IB Mathematics SL 2.1 Different forms of the equation of a straight line AI SL Paper 1- Exam Style Questions- New Syllabus
Question
A community swimming pool is designed with a constant slope transitioning from the shallow end to the deep end. The water depth at the shallow end is \( 1.2 \text{ m} \), while the deep end reaches a depth of \( 2.0 \text{ m} \). A cross-sectional view of the pool is provided below (diagram not to scale).
The horizontal span of the sloped section between the two vertical ends is \( 3.0 \text{ m} \).
To ensure swimmer safety, local regulations dictate that the gradient (slope) of the pool floor must be no greater than \( \frac{1}{3} \).
(a) Demonstrate through calculation that the design of this pool complies with the safety regulation.
The time, \( t \), required to fill the pool is inversely proportional to the flow rate, \( r \), of the water source.
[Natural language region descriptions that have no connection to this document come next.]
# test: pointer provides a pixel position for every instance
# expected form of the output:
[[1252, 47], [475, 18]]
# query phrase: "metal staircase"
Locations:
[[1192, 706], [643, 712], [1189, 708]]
Using a high-capacity hose with a flow rate of \( 300 \text{ litres per minute} \), the pool is filled from empty in \( 4.5 \text{ hours} \).
(b) Calculate the time, in hours, required to fill the same pool using a standard hose with a flow rate of \( 170 \text{ litres per minute} \).
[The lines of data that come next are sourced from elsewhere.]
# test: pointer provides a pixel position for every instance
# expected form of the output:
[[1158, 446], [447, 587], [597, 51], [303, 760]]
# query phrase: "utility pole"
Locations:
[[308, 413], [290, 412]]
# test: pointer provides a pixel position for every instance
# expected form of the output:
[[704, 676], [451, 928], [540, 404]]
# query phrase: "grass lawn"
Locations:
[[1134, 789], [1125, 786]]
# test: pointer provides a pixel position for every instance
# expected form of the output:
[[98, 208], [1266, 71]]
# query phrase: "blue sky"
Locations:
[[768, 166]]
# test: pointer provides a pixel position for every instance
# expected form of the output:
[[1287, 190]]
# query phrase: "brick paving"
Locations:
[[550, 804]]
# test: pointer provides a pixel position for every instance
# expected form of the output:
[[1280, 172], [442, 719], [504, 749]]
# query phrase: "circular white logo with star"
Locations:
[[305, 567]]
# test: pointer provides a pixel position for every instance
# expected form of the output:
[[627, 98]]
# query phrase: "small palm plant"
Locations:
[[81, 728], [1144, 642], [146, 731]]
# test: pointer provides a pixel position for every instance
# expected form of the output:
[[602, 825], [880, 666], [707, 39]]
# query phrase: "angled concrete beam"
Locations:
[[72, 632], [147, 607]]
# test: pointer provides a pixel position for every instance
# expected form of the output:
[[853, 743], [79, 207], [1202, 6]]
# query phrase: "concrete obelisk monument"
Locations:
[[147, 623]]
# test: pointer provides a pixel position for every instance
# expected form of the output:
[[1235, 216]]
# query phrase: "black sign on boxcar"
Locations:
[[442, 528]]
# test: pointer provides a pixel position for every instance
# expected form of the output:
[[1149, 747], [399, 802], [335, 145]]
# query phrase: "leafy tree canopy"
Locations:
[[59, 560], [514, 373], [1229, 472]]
Most appropriate topic codes (IB Mathematics: applications and interpretation):
• SL 2.1: Gradient of a straight line between two points — part (a)
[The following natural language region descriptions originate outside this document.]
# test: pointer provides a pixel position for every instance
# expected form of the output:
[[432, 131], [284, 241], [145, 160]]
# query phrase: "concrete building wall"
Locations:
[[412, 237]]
• SL 2.5: Inverse variation \( y = \frac{k}{x} \) — part (b)
• SL 2.5: Inverse variation \( y = \frac{k}{x} \) — part (b)
▶️ Answer/Explanation
(a)
Vertical difference = \( 2.0 – 1.2 = 0.8 \text{ m} \)
Horizontal distance = \( 3.0 \text{ m} \)
Gradient = \( \frac{0.8}{3.0} = 0.2666\ldots \) or \( \frac{4}{15} \)
Since \( 0.2666 < \frac{1}{3} \) (or \( \frac{4}{15} < \frac{5}{15} \)), the pool satisfies the safety regulation.
(b)
Let \( t \) be time and \( r \) be flow rate. Since \( t \propto \frac{1}{r} \),
\( 300 \times 4.5 = 170 \times t \)
\( t = \frac{300 \times 4.5}{170} \approx 7.94 \text{ hours} \)
Thus, the filling time is approximately \( \boxed{7.94 \text{ hours}} \) (or \( 476 \text{ minutes} \)).